Maybe Uncle Sam should stop harboring “South America’s Bin Laden” (terrorist & Cuban exile) Luis Posada Carilles who blew up a Cubana airliner in 1976.”
I’ll see your one alleged terrorist and raise you the whole Cuban prison system, for housing political prisoners in places like Boniato.
And even if this Carilles person is truly a terrorist, I just fail to see how the US actions regarding one man somehow makes the US more morally deficient than Cuba, considering what that government does to its own people. But hey, maybe I’m unfashionable like that. At best, you’ve identified an individual fault; the rest of us here are talking about systemic issues regarding human rights. On that, Cuba is far behind the US. But feel free to equivocate on that point.
What Mike has ignored is that very few nations of the West will turn over a citizens or residents when they have been acquitted, twice in Venezuela, in the country demanding his extradition. We have no formal relations with Cuba thus no extradition claims can be made. He may very well have plotted the bombings but a military and then a civil court in Venezuela exonerated him. Something about the 5th and 14th Amendments to the Constitution covers his current situation. Which neither Mike nor Chavez seem to have read lately.
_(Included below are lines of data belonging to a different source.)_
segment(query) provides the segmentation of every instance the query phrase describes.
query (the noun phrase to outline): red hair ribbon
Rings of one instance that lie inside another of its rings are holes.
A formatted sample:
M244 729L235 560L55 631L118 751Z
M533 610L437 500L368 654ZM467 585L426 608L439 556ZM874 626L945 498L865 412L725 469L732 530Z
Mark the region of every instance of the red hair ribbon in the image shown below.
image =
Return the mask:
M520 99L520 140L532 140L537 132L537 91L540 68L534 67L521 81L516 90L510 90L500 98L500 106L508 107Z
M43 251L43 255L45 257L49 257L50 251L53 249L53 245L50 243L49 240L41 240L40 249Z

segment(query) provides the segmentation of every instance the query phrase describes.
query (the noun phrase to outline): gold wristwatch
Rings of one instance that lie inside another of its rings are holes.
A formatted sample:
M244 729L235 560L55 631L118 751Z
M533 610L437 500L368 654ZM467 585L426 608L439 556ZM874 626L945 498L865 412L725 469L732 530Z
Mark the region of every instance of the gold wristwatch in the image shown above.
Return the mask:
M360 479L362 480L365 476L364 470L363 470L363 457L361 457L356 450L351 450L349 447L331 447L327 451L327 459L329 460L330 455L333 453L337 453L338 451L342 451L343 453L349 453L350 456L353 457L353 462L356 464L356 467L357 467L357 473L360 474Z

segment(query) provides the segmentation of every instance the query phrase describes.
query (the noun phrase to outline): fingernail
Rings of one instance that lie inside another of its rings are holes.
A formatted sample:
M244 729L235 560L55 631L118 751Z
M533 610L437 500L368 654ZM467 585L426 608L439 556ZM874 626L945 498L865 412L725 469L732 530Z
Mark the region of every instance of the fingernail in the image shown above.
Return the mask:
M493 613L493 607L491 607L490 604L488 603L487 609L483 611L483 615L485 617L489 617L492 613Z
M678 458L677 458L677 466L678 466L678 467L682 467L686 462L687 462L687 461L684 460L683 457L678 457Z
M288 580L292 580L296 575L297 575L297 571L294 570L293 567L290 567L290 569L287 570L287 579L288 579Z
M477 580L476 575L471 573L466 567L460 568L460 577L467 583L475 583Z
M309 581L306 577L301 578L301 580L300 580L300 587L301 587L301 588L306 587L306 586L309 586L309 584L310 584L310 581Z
The Tready of Extradition between the US and Venezuela is also problematic for the US considering there are specific exceptions that would make transferring Carilles illegal. Article I mentions he can be deported if he has been convicted or indicted only not for a retrial. Article III excludes political crimes while under Aticle V the ten year statute of limitations of crimes in Venezuela has already expired. Oddly enough the whole issue is fairly moot for two reasons, Venezuela has stipulated that its common law supercedes all treaty obligations and that Article VII neither country is required to surrender its citizens or residents if it choses not too.